The proinsulin hybrid polypeptide obtained by (NH ₄ )SO ₄ precipitation or ultrafiltration (Example 2) was dissolved in 8M urea, 5mM Hcl, and then diluted into 100mM glycerol buffer, pH8.5-12.0, the final concentration is about 1 mg/ml.

A Fold the SOD-proinsulin hybrid polypeptide expressed by plasmid pBAST-R in about 1-24 hours at about 4-37°C so as to form correct disulfide bonds.

The pH of the solution containing the folded disulfide-bonded hybrid polypeptide is adjusted to about 8.8-9.0 with HCl, and the protein is treated with trypsin and carboxypeptidase B at 16-37°C for 30-120 minutes.

After many experiments, it was found that the optimal conditions were as follows: the hybrid polypeptide expressed by plasmid pBAST-R was dissolved in 8M urea, 5mM HCl, then diluted to 100mM glycerol buffer, pH11.0 (Figure 8), and the final concentration was about 1mg/ ml, thereafter, the hybrid polypeptide was folded at 25°C for 6-16 hours, and thereafter, at 37°C, the folded disulfide The bonded hybrid polypeptide is cleaved for 30-60 minutes.

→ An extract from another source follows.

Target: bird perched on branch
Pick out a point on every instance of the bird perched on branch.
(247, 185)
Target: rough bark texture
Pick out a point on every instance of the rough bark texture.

Figure 1 schematically illustrates the enzymatic cleavage of the folded disulfide-bonded proinsulin hybrid polypeptide expressed from plasmid pBAST-R to produce insulin.

B Fold the SOD-proinsulin hybrid polypeptide expressed by plasmid pBAST-LAT in about 5-30 hours at about 7-31° C. so as to form correct disulfide bonds.

The pH of the solution containing the folded disulfide-bonded hybrid polypeptide was adjusted to about 8.8-9.0 with HCl, and the protein was treated with trypsin and carboxypeptidase B for 16 hours at 22-37°C.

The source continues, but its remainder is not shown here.